DYSPEPSIA GENERATION

We have seen the future, and it sucks.

Go North

16th November 2024

Read it.

Some writers are unjustly known for one book, no matter how many excellent works they may have written. Such has been the case—in the Anglosphere at least—for the prolific French novelist, travel writer, and explorer Jean Raspail (1925-2020) who had a fifty-year literary career, producing about forty books. That said, five of Raspail’s books have been translated into English over the past sixty years, which is probably a better average than most contemporary French writers.

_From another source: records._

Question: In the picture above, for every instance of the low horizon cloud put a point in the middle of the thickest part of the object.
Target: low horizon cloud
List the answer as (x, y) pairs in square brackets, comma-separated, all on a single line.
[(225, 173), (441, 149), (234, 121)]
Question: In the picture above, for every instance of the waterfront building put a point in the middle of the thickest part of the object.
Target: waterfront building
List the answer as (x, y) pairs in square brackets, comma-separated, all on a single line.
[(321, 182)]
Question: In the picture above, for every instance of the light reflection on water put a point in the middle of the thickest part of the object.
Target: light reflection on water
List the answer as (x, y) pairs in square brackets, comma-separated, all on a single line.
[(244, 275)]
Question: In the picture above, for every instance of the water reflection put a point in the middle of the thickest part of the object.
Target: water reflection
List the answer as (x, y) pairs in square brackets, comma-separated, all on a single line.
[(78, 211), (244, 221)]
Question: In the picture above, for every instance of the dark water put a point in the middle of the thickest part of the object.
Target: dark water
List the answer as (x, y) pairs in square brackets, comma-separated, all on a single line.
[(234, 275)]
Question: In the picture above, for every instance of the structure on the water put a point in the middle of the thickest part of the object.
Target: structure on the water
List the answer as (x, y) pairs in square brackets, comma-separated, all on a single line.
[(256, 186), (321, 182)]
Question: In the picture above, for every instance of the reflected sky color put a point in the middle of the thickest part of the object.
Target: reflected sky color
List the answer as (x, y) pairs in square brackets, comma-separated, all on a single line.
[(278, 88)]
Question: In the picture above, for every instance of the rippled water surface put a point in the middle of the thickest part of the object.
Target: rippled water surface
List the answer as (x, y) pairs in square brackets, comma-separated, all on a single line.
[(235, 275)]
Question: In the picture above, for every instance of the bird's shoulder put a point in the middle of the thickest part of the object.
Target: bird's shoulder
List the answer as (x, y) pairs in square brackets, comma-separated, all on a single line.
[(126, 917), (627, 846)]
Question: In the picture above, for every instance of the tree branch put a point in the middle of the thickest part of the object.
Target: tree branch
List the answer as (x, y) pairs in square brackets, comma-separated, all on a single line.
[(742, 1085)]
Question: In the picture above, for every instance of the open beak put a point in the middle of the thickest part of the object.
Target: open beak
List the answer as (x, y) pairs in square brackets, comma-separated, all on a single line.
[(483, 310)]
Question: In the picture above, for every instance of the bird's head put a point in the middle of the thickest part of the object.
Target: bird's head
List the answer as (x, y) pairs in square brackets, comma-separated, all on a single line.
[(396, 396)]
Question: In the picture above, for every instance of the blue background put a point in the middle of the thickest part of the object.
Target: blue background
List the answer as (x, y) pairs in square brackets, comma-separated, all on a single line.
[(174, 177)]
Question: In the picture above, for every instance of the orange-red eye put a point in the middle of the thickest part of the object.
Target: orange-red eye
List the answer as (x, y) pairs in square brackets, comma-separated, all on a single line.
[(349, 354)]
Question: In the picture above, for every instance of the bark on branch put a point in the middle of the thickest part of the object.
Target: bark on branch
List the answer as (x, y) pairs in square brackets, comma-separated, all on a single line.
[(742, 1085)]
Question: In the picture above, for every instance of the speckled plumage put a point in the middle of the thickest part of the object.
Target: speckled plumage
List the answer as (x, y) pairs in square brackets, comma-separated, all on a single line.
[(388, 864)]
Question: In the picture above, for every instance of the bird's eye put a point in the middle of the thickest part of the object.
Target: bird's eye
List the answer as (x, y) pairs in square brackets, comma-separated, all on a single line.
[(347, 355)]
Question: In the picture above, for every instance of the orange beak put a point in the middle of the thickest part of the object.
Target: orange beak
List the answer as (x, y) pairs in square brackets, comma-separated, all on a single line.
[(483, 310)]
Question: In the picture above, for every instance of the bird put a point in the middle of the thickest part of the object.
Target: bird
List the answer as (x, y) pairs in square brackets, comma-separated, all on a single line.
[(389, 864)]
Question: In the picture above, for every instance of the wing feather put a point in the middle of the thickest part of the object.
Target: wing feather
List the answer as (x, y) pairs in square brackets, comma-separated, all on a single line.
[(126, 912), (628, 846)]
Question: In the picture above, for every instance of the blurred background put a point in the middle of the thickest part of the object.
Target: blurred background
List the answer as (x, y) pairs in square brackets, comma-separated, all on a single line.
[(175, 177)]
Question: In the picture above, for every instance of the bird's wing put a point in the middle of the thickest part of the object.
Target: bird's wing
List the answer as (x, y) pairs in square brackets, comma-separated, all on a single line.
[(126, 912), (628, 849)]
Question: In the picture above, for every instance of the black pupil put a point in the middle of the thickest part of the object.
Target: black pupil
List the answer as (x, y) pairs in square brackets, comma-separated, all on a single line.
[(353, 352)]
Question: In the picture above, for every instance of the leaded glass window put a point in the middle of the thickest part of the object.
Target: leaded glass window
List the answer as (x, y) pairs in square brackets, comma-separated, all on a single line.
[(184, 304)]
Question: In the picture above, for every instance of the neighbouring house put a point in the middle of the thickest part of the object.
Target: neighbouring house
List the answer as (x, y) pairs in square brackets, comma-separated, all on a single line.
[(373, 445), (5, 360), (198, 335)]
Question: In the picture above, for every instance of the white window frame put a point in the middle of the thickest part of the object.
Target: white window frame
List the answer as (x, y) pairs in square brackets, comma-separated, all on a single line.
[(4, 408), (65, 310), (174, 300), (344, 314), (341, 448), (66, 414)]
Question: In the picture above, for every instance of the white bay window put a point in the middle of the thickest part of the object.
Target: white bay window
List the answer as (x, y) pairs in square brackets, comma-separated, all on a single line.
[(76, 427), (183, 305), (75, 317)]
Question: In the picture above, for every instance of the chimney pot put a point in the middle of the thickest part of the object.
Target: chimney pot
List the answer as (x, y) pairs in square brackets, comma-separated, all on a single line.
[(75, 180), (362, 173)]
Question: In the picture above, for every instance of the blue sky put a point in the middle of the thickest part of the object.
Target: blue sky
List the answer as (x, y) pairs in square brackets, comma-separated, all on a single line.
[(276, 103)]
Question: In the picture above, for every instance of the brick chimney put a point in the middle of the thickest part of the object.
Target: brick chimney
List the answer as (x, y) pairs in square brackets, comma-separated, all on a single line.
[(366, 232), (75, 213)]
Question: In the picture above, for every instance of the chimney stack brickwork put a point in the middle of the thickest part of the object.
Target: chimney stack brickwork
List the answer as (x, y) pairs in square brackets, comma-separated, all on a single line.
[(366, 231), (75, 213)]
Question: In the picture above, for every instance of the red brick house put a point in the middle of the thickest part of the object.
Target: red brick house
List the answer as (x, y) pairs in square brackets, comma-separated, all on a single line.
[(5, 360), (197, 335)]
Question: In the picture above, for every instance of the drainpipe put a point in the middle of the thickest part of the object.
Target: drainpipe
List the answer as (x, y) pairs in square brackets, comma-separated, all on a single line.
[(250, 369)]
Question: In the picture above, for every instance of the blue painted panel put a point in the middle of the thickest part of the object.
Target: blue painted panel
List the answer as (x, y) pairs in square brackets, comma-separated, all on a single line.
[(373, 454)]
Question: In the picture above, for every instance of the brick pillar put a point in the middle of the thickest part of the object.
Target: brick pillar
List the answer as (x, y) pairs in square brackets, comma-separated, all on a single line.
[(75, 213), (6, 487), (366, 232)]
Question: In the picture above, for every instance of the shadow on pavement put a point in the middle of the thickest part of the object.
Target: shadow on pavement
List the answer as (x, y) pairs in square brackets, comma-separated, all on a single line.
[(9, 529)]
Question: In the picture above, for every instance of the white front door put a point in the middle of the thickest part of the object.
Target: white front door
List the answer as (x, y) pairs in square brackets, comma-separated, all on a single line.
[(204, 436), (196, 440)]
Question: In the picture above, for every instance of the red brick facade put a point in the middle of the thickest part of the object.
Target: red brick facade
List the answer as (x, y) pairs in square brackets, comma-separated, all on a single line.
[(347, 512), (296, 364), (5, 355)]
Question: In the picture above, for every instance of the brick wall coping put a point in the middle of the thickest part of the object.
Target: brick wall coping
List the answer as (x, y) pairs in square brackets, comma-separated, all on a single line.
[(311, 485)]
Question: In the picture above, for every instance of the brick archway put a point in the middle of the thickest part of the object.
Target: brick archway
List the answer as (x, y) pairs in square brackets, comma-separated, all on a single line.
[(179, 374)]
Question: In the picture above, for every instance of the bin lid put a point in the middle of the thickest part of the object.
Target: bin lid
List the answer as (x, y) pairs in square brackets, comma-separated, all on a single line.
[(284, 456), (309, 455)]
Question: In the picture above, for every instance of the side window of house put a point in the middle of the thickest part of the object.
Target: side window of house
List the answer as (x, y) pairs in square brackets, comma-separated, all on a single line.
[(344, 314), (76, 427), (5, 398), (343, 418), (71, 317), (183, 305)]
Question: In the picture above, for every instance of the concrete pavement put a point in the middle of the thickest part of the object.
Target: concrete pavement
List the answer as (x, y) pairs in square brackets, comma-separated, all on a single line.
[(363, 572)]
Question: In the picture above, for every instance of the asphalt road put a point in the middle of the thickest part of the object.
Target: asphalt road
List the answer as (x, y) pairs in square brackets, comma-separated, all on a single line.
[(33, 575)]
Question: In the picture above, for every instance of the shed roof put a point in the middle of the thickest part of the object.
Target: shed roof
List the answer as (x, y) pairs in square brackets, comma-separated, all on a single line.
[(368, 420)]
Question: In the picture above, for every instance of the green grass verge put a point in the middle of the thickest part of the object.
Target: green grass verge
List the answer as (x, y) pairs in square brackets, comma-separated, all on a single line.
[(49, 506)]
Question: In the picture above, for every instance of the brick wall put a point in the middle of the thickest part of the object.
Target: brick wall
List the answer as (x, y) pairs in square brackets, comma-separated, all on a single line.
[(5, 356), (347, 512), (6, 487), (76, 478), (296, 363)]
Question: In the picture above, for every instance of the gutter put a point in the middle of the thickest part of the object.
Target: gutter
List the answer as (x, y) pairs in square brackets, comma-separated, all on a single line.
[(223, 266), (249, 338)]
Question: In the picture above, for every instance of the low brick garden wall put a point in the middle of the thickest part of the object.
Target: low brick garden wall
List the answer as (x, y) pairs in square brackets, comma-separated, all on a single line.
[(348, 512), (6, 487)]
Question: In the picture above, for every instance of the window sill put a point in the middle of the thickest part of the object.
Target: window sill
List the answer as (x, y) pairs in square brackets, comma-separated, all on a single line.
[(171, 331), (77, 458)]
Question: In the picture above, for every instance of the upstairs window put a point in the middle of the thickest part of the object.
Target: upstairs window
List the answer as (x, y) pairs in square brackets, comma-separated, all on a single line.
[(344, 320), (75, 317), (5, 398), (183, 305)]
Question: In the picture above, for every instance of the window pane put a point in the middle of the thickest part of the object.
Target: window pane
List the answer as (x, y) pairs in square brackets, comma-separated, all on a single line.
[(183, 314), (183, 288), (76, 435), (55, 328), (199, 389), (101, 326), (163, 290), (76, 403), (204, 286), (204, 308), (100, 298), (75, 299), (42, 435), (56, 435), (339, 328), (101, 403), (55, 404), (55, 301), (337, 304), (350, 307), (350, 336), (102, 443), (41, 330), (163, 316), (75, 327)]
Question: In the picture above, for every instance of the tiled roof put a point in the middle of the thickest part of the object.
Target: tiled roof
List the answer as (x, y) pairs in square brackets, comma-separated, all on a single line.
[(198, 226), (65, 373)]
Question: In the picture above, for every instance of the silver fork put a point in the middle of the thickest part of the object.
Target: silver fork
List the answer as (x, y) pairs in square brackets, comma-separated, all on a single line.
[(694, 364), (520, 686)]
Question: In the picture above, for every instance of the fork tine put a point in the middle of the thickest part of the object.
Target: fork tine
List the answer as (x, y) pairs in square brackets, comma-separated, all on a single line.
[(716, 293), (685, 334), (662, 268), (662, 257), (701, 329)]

The one book for which Raspail is known is, of course, his 1973 dystopian novel The Camp of the Saints, which first appeared in English in 1975 and which has become a kind of ideological sounding board (an appreciation by Robin Harris of Camp of the Saints and Raspail appeared in the Winter 2024 print edition of The European Conservative). There is talk of a new edition of this novel, featuring a fresh English translation, appearing in the near future. Usually falsely derided as a racist work, Saints great fault today seems to be that it was eerily prescient, not only that mass, uncontrolled migration would come to the West from the Global South—not much of a prediction there—but that the powers that be in the West would either welcome this invasion or that they would prove to be morally, technically, and politically incapable of stopping this from happening. Nevertheless, Raspail’s most notorious book is but a small part of his legacy.